Bien sûr, voici une liste de FAQ sur l’histoire du petit café devenu viral, rédigée dans un ton naturel avec des réponses directes.

**Débutant - Questions générales**

**Q : De quoi parle cette histoire de boisson virale ?**
R : Un petit café indépendant dans une petite ville américaine a créé une boisson unique qui est devenue virale sur les réseaux sociaux de manière inattendue, leur apportant une attention soudaine et massive.

**Q : Quel café et quelle ville s’agit-il ?**
R : Le café et la ville spécifiques ne sont pas nommés dans le titre, mais des histoires comme celle-ci mettent souvent en scène des cafés dans des villes de moins de 10 000 habitants, loin des grandes villes.

**Q : Quelle était la boisson virale exacte ?**
R : Le titre de l’article ne le précise pas, mais dans des cas similaires, il s’agit souvent d’un latte, d’un frappé ou d’une limonade au nom créatif, avec une combinaison spéciale de saveurs, de couleurs ou de garnitures.

**Q : Pourquoi le propriétaire dit-il : "Je ne comprends toujours pas comment cela a pris une telle ampleur" ?**
R : Cela exprime son véritable choc. La croissance a été organique et portée par les clients en ligne, et non par une campagne marketing payante, ce qui semble imprévisible et écrasant pour une petite entreprise.

**Avancé - Questions dans les coulisses**

**Q : Comment une boisson d’un petit café peut-elle même devenir virale ?**
R : Généralement, un client publie une photo ou une vidéo attrayante de la boisson, en identifiant le lieu. Si la publication est unique, esthétiquement plaisante ou raconte une bonne histoire, elle est largement partagée par les algorithmes et les utilisateurs à la recherche de la prochaine pépite cachée.
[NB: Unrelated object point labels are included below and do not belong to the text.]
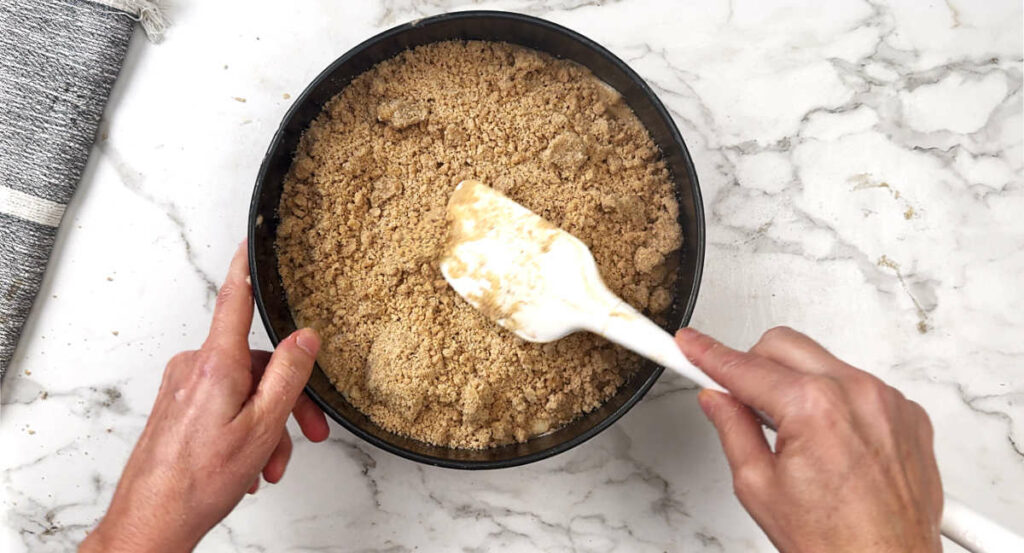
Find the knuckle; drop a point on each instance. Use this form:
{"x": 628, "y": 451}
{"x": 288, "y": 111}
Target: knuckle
{"x": 181, "y": 358}
{"x": 734, "y": 360}
{"x": 226, "y": 292}
{"x": 871, "y": 393}
{"x": 819, "y": 395}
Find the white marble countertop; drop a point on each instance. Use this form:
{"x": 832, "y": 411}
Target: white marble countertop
{"x": 861, "y": 166}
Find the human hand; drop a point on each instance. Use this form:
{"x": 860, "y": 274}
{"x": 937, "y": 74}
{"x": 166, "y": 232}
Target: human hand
{"x": 217, "y": 423}
{"x": 853, "y": 468}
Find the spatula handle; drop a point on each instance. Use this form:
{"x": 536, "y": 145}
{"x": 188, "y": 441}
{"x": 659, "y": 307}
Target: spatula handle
{"x": 632, "y": 330}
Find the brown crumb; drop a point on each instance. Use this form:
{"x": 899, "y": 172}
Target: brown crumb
{"x": 364, "y": 225}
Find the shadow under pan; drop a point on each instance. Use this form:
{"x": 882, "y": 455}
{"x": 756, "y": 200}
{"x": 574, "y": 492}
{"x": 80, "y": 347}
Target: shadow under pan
{"x": 488, "y": 26}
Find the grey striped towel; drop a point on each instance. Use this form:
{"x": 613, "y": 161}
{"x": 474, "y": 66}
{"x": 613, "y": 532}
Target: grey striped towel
{"x": 58, "y": 59}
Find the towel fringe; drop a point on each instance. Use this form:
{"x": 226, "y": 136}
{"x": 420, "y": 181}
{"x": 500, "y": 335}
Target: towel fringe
{"x": 146, "y": 12}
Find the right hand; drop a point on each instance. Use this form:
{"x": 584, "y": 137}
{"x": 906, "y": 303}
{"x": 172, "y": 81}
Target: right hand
{"x": 853, "y": 468}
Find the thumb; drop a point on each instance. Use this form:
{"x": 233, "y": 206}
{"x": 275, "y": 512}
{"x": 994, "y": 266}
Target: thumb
{"x": 286, "y": 375}
{"x": 738, "y": 430}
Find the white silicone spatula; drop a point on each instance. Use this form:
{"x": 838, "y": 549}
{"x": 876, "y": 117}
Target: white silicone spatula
{"x": 542, "y": 283}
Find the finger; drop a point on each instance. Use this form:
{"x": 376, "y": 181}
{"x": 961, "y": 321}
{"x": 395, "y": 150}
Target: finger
{"x": 285, "y": 377}
{"x": 274, "y": 468}
{"x": 311, "y": 420}
{"x": 754, "y": 380}
{"x": 791, "y": 348}
{"x": 233, "y": 313}
{"x": 738, "y": 430}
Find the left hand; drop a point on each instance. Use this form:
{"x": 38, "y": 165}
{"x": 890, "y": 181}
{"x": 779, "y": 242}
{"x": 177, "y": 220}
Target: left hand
{"x": 217, "y": 423}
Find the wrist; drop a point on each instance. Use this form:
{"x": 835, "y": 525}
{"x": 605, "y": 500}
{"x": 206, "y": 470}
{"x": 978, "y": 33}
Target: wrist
{"x": 113, "y": 536}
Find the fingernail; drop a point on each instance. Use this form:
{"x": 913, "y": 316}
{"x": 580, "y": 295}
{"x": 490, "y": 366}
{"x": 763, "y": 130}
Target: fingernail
{"x": 307, "y": 340}
{"x": 706, "y": 400}
{"x": 686, "y": 332}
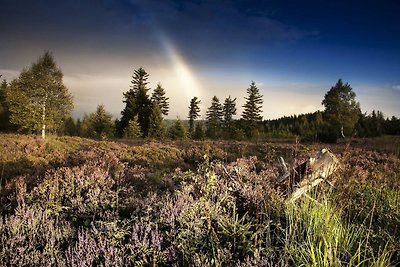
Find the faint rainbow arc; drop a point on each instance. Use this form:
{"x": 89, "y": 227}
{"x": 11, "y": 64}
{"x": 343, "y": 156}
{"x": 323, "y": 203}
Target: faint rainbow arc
{"x": 190, "y": 86}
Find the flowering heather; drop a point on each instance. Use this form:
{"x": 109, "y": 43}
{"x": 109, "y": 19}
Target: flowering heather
{"x": 110, "y": 204}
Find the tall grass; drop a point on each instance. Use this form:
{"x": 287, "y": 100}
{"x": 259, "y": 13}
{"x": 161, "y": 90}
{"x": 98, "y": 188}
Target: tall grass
{"x": 317, "y": 236}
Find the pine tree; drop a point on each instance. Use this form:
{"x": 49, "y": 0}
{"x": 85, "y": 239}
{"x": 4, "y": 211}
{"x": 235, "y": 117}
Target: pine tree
{"x": 157, "y": 126}
{"x": 214, "y": 117}
{"x": 252, "y": 107}
{"x": 229, "y": 110}
{"x": 5, "y": 124}
{"x": 341, "y": 110}
{"x": 133, "y": 131}
{"x": 137, "y": 102}
{"x": 199, "y": 132}
{"x": 194, "y": 112}
{"x": 38, "y": 98}
{"x": 159, "y": 97}
{"x": 177, "y": 130}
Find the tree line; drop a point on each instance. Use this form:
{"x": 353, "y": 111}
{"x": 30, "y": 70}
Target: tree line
{"x": 39, "y": 102}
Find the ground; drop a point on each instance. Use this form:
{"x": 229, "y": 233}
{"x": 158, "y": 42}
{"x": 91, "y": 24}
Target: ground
{"x": 75, "y": 202}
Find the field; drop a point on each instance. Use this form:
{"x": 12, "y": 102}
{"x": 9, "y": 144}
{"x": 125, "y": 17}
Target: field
{"x": 68, "y": 201}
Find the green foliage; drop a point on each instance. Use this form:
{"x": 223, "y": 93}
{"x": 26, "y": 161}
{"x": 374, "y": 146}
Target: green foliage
{"x": 177, "y": 130}
{"x": 157, "y": 126}
{"x": 228, "y": 110}
{"x": 133, "y": 131}
{"x": 341, "y": 109}
{"x": 252, "y": 108}
{"x": 214, "y": 117}
{"x": 137, "y": 102}
{"x": 194, "y": 112}
{"x": 199, "y": 133}
{"x": 5, "y": 124}
{"x": 38, "y": 98}
{"x": 160, "y": 99}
**Q : Quels sont les plus grands défis pour le café après être devenu viral ?**
R : Ils font probablement face à une augmentation soudaine de la demande pour laquelle ils n’étaient pas préparés en termes de personnel ou d’approvisionnement, des files d’attente plus longues frustrant les habitués, des problèmes de contrôle qualité et la pression de maintenir l’engouement.

**Q : Cette célébrité virale est-elle bonne ou mauvaise pour une petite entreprise ?**
R : C’est une arme à double tranchant. Bon : ventes massives, reconnaissance nationale et sécurité financière. Mauvais : peut mener à l’épuisement, aliéner les habitués locaux et est souvent un boom temporaire difficile à soutenir.

**Q : Une petite entreprise peut-elle se préparer à devenir virale ?**
R : Pas vraiment pour le choc initial, mais elles peuvent [se préparer à gérer les conséquences].